Ogni risposta era interessante ed i bisogni erano i più vari: dalle più classiche risposte come soldi, amore, ferie; a quelle che non penseresti tipo dare un pugno a qualcuno per sfogarsi, un gelato, una seduta dall’estetista.

Io ho pensato che in quel momento non avevo bisogno di niente. Stavo bene così.
E mi sono stupita perché, come tutti, di solito c’è una quantità di cose che vorrei. Ma ogni tanto divento la persona che vorrei essere sempre e sento che sono così fortunata da avere sempre tutto quello di cui ho bisogno.

Comunque ho fatto la domanda anche a qualche aperiamica, tanto per cambiare un po’ gli argomenti di conversazione durante l’aperitivo.

Ho chiesto di pensarci un attimo e rispondere alla domanda.
Mi hanno chiesto se era una domanda a trabocchetto (sempre fiduciose noi), ma ho rassicurato le amiche che non era così.

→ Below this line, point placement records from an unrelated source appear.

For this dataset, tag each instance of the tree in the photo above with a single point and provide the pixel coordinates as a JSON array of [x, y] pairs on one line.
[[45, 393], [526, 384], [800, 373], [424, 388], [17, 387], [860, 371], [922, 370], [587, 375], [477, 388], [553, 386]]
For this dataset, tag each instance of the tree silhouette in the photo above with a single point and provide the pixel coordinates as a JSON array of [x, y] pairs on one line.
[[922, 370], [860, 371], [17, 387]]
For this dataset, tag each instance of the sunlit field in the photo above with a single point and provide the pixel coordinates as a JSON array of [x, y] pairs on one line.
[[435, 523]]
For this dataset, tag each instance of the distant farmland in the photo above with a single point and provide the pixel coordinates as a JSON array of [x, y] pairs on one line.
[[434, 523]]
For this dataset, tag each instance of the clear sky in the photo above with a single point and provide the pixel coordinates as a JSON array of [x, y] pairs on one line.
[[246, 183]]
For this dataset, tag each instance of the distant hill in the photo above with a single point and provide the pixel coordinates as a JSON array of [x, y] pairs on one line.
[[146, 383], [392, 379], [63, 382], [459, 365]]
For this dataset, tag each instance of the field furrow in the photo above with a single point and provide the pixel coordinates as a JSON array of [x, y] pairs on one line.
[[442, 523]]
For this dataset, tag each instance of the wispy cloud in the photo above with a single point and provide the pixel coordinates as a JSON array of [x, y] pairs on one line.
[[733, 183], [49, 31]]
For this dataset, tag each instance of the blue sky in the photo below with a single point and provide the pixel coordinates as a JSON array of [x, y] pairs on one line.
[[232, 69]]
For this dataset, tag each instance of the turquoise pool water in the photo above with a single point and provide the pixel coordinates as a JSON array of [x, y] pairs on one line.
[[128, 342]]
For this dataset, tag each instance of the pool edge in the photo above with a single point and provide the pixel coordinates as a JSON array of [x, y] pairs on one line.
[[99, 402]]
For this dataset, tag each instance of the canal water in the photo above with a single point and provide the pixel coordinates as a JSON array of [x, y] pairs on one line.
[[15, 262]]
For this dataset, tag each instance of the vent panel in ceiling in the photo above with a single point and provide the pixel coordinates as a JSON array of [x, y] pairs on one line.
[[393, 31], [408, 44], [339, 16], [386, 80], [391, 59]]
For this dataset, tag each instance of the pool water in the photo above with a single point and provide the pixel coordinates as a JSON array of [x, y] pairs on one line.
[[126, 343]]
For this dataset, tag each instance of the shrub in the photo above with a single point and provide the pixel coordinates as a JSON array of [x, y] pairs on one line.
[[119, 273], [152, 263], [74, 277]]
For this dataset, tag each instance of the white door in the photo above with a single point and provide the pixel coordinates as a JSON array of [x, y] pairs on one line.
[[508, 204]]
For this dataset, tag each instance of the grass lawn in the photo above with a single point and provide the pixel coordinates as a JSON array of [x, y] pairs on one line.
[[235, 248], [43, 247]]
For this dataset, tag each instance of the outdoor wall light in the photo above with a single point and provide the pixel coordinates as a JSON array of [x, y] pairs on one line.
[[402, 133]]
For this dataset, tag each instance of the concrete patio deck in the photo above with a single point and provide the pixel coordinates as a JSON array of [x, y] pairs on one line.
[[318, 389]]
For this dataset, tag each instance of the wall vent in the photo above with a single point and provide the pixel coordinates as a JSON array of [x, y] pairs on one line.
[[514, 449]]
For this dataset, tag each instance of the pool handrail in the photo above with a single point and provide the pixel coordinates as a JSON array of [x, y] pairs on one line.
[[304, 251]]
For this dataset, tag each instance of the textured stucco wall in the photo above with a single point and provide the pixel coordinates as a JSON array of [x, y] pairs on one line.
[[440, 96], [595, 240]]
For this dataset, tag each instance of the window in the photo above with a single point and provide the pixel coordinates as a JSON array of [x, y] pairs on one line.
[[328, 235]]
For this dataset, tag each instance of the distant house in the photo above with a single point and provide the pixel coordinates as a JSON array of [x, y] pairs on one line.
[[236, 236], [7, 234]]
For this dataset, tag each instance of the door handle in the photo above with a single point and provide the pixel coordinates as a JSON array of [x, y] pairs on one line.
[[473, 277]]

Ho spiegato dove l’ avevo letta e il fatto che mi piaceva sentire anche le loro risposte.
Altre domande: “Ma posso chiedere solo una cosa?”, “E se desiderassi una sensazione?”, “Ma vince il desiderio più originale?”.
Ma insomma!
Non è un concorso a premi, e potete rispondere quello che vi pare, anche più di una cosa.
E basta rompere, ora rispondete.
Cioè, non è che sia una cosa difficile, dai!

Ed ecco che cominciano le risposte.
Una di noi dice:” Avrei bisogno un paio di milioni di euro”
Risposta : “La solita che pensa sempre ai soldi”
E cominciamo a discutere se sia così veramente.
In fin dei conti, non è per i soldi, ma con quelli puoi sistemare un sacco di cose ed avere cose che vorresti.

Qualcuna dissente. Sostiene che ci sono cose, come i sentimenti, che non compri coi soldi.
Infatti una dice che vorrebbe l’amore, un’altra che vorrebbe che i suoi figli avessero una vita felice.
Belle anche queste come richieste, e certamente sono cose che non puoi avere con i soldi.
Un’altra amica, ammiccando, dice che avrebbe bisogno di un amante a sua disposizione, senza che rompa le scatole e si faccia lavare la biancheria.
Ridiamo tutte. E chi non lo vorrebbe?

Un’altra dice che vorrebbe la pace nel mondo. La zittiamo dicendole che non siamo a miss Italia, dove si desiderano cose assurde.

Ad un certo punto mi dicono: “Ma tu che fai parlare noi, di cosa hai bisogno?”
Ehhh… Io speravo che non me lo chiedessero, ma era inevitabile.
Rispondo che io vorrei uno stipendio molto alto per non avere problemi economici, ma non troppo alto da crearmi problemi nel gestirlo. E vorrei l’amore, inteso come un compagno di viaggio che condivida i miei interessi e non mi tarpi le ali.
“Insomma, come dire che vuoi la luna!” mi dicono.
Se devo chiedere, lo faccio come si deve!
E non mi pare di chiedere cose impossibili.

Concludiamo la serata brindando ai desideri ed alle necessità.

Vi auguro di avere quello che chiedete amiche, ed auguro lo stesso a me.